Open letter to Paul Slocum:
What determines the tempo of individual loops on your sample-remixer? Or put another way, how is tempo detected?
You said the program looks for "interesting loop points"--what is interesting to your random generator? (This sounds skeptical but I'm just trying to grasp the methodology--I like the idea of self-designed art-making tools being almost an art in themselves.)
Also, what is the database that the sampler is using to look for loops?
Do you have a folder of contemporary Christian music that the program is searching?
Also, is it contemporary Christian rock? (I only watched enough of the Casting Crowns vid to see that they look like gentle metal dudes.)
Again, these aren't criticisms, just trying to understand the concept better, and thought it might be fun to have a little cross-blog discussion going. (While we still have this freedom and before the Internet turns into walled garden Facebook ghettos controlled by your local cable provider.)
Best, Tom
November 2007
Bitmap Exhibition Opening
...at vertexList.
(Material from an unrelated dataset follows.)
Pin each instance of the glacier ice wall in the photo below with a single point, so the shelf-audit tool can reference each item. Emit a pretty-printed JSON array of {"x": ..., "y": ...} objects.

Top photo: the projection on the rear wall is Paul B. Davis/Paper Rad's Video Compression Study II, interpolating Rihanna (I think), the Cranberries, and assorted '80s VHS ephemera. My "Stock Popcorn" GIF, based on a stock footage video of a rotating popcorn kernel found by Guthrie Lonergan, is in the foreground--from an "enlarged GIFs collection" vid I burned to DVD for the show. The bottom image and detail is a rather handsome work by Paul Slocum--the description reads "MINIMUM ATARI 2600 EMULATOR. This software emulates 2% of the functionality of the Atari 2600 game console. Supports 3 out of 151 instructions in the 6510 processor: INX, STX, and JMP. Supports 1 out of 58 TIA audio/video chip registers: COLUBK"
The Atari console is on the floor, connected to the left hand screen; a PC is connected to the screen on the right. I'm guessing the joke is that the console image is set at the same minimal level of information as the emulator--a kind of pre-emptive subtraction to avoid the usual XYZ reading of this kind of transformation.
Slocum adds (via email):
...I thought [the minimum emulator] needed to demonstrate some sort of verifiable output and use the simplest command subset to do so. I chose INX (increase the X register by one), STX (store the X value in a memory location), and JMP (like GOTO in BASIC, need this to keep it running in a loop).
So the program that both the emulator and Atari are running is made up of a long string of alternating INX and STX commands with a JMP at the end to make it loop. I probably spent more time designing the sequence* than I did writing the emulator.
At this level of minimalism in code and machine, I noticed that it reduces to a variation on the concept of [Steve Reich's] "It's Gonna Rain." Its visual complexity is due to mismatched phase. I may explore this further in future work...
*A .pdf showing the "Atari 2600 ROM Disassembler Output" is here.
Anti Ron Paul Movement on the Left
One candidate stands up to Giuliani in the Republican debates and says the US's destructive policies abroad led to 9/11--it's not because "the terrorists hate us for our freedoms," the official loony story line. Millions appreciated his candor and have given him money as the sole conservative candidate not on defense industry payroll. Yes, we're talking about Ron Paul. Now considerable effort on both the right and the centrist left is going to marginalize Paul as a "nut." Justin Raimondo at antiwar.com examines the anti-Ron Paul movement, particularly posts by center-left blogger David Neiwert, who seems not to understand that the US has bigger problems than Ron Paul's candidacy. I would also add the ultra-verbose Open Left blogger Paul Rosenberg, who I believe tacitly supports a permanent U.S security state and endless military adventurism abroad with his Herculean efforts to prove that the "paleo" conservatives are a greater danger to us than Rudy and probably ultimately Hillary. Rosenberg says the paleos are isolationists who want to return us to a time that never existed, but so what? Being the world's cop clearly isn't working out--that part of the critique rings true. Rosenberg's effort to discredit the already discredited paleos seems like cloud cuckoo cerebration in the face of the rise of Thug No. 1--the neocon 9/11 profiteer who has promised to continue Bush's policies of preemptive, undeclared wars and the resulting curtailment of civil liberties here at home.
Neiwert at one point singled out this 1999 Raimondo column as an example of the paranoia of the paleos. Raimondo was talking about the Y2K madness and how it was prepping us for an Afghanistan attack--incredibly prescient, it seems to me.
Song 8 (Blip)
"Song 8 (Blip)" [2.3 MB .mp3]
Tune done "live" on an Electribe groovebox (the Amkii, not the Rmkii I was using last year)--it's semi-default-y; I wrote the melodies myself but some of the textures (like the scratching, and the ending sputter) are direct from the factory.
This is a straight recording, no compression, effects, or changes to the tracking or balance have been added (hence the hard panning of the right and left channels). Eventually I might tweak it but right now I'm kind of enjoying it raw.